Socialist Edek cadres have called on their leader Marinos Sizopoulos to clear the air regarding persistent reports that a company he was tied to had a loan written off, as the issue seeped into the wheeling-and-dealing over the upcoming election of a new House president.
In a statement on Thursday, former Edek MP Giorgos Varnava said Sizopoulos needed to provide specific evidence to dispel rumours that cast both him and the party in a bad light.
“Caesar’s wife must be above suspicion,” Varnava said.
He was commenting on the back of a news report – also published Thursday – by daily Politis concerning a company in which Sizopoulos acted as director and was a shareholder.
This company was in turn a shareholder – along with others – in another corporation which had taken out two loans from a bank.
The second company fell back on its loan repayments, and in 2017 amid threat of litigation it struck a deal with the lender, where the interest on the amount outstanding would be forgiven.
The loan write-off amounted to €956,000.
Sizopoulos and others signed as guarantors in the 2017 loan repayment agreement. At the time of the contract, technically his shares in the first company were owned by his daughters.
Moreover, according to Politis, the loan agreement had a confidentiality clause, by which the guarantors or the company committed to not disclosing details of the agreement, nor reproduce or store any copies of this information deemed confidential.
Contacted by the paper for a comment, Sizopoulos said that although he was company director, he did not receive a salary, nor did he take decisions on the corporation’s behalf.
“The loan took place in 2007 and 2009, I became a shareholder in 2009 and left in 2012,” he offered.
“I had no relation, no involvement. The bank demanded this arrangement take place in that manner, I had no reason to refuse. The shareholders decided to agree, I signed on behalf of the company, and that was that.”
Politis also discovered that in Sizopoulos’ income and assets declaration as an MP for the year 2017, he had not mentioned the company in question, even though the form contains a field where MPs state their participation in private businesses.
Addressing this, Sizopoulos said his lawyers advised him at the time he did not need to declare a company in which he was a director if he was not a decision-maker and/or did not receive wages.
Beyond Sizopoulos, the newspaper also revealed that earlier this year Edek’s financial director had issued three cheques from the party’s chequebook to take care of personal business.
Giorgos Koutoukis, the party’s financial director, issued the three cheques – all dated January 13 – to pay for the rent of a company he had a stake in. The company had fallen behind on its rent payments and was being threatened with eviction.
Koutoukis did not deny doing this but attributed it to an error on his part. He claimed that due to his heavy workload at the time, he confused the party’s chequebook with his own.

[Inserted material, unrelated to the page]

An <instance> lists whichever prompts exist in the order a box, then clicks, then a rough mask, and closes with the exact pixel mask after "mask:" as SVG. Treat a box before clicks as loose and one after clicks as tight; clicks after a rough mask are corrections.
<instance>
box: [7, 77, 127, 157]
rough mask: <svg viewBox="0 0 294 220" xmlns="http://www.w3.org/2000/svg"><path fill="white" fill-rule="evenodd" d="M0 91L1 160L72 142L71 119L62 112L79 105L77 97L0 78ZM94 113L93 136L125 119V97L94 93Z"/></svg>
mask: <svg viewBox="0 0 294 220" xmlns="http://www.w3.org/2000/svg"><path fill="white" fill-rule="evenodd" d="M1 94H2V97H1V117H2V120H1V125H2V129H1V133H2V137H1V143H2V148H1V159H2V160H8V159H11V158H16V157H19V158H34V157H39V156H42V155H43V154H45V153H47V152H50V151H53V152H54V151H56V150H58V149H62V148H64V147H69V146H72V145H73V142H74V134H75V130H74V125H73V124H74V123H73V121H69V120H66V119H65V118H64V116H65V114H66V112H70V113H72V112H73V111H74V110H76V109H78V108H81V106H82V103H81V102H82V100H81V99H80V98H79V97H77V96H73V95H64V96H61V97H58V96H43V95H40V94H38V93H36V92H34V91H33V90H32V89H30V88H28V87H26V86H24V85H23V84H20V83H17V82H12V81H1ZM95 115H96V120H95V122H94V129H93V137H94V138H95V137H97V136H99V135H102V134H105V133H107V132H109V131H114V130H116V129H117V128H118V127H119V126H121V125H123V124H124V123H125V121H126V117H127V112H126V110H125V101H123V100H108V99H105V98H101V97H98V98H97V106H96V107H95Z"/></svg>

He said he has since refunded the full amount to the party.
But according to Politis, the ‘error’ explanation leaves a lot to be desired. That’s because Edek’s cheques require two signatures – one by the financial director, the other by another person.
Asked about this point as well, Sizopoulos distanced himself from any shenanigans. As party leader he does not control or supervise party finances, he said.
Meantime the affair – which the media had also reported on in the past – was used by the Greens in lambasting Edek for its alleged poor transparency record.
In remarks, cadres of the Greens said they could never back someone from Edek as House president.
Sizopoulos has been named as a potential candidate for the position.